What Is the Origin of the Saying "Spitting Image"?

The term "spitting image" means an exact likeness.
Spitting Image (Origin)

Examples of Use:

  • You have your mum's nose, but you're the spitting image of your dad.
  • You're the spitting image of Elton John. You could be a celebrity look-a-like.
  • I'm the spitting image of my uncle, but I'm glad I'm nothing like him.
The term "spitting image" has evolved from "spit and image." In this saying, the word "spit" means a copy. It stems from the idea of creating a copy of a person by spitting, like an oral birthing or a clone. This notion has been in circulation since at least the late 17th century as evidenced by its use in Irish dramatist George Farquhar's 1689 comedy "Love and a Bottle":
  • "Poor child! he's as like his own dadda as if he were spit out of his mouth."
Used in other cultures too, the idea of a "spit" being a clone was widespread in the 17th century, and it came to form part of the term "spit and image," which effectively means "a copy and a copy." By the end of the 19th century, "spit and image" was common.

According to Google's Ngram Viewer, the term "spitting image" first appears in 1843, but it doesn't break into popular language until the 1920s.
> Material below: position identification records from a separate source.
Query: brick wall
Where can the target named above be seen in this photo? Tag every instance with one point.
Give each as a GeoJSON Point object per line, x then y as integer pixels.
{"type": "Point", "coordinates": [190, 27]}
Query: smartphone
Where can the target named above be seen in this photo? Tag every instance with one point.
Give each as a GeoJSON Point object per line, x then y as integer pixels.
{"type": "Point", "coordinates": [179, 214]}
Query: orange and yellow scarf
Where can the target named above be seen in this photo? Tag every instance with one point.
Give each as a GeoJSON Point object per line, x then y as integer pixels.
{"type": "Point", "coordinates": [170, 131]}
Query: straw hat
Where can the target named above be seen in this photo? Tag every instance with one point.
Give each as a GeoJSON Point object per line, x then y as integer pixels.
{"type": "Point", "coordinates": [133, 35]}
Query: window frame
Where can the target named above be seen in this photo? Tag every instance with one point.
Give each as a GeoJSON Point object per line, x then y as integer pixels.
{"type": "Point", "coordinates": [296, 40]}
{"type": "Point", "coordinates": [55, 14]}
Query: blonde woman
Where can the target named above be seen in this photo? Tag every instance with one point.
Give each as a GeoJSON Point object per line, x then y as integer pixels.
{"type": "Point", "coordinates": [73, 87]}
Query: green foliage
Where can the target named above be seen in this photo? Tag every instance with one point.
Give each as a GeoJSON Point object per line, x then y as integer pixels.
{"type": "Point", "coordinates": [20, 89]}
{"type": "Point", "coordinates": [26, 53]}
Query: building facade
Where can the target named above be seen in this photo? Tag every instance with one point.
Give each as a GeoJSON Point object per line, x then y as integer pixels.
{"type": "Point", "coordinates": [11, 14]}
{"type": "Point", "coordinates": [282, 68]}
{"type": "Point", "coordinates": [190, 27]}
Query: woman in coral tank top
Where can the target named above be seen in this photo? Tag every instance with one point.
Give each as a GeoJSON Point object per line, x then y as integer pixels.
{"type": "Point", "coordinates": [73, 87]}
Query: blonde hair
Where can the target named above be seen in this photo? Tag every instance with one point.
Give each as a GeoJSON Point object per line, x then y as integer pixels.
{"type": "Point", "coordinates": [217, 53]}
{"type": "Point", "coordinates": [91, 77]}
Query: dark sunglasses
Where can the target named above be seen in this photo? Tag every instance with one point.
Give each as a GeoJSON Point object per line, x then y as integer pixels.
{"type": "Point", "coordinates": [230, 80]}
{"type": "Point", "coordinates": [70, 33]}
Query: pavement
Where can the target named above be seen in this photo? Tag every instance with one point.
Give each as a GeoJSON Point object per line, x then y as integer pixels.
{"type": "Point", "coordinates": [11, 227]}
One of the earliest examples features in Alice Hegan Rice's 1901 book "Mrs. Wiggs of the Cabbage Patch":
  • "Oh, yes," answered Mrs. Wiggs, complacently; "there wouldn't be no trouble 'bout Billy promotm'. I 'spect he could take to writin' newspapers right away, if you could hold him down to it. He's jes' like his pa-the very spittin' image of him! Mr. Wiggs was so educated-the most fluent man in jography I ever seen!"
Grammatically speaking, with three "I"s in close proximity, the term "spitting image" is an example of assonance, which affords it some rhythm when spoken and likely contributes to its popularity.

Competing Theory

The term "spitting image" is a mispronunciation of "splitting image." This term describes the practice of creating a mirror image of wood grain by splitting it. It is a well-established decorative effect used by cabinet and musical-instrument makers.

Competing Theory

"Spit and image" is a mispronunciation of "spirit and image," with "spirit" being another metonym for a copy of a person.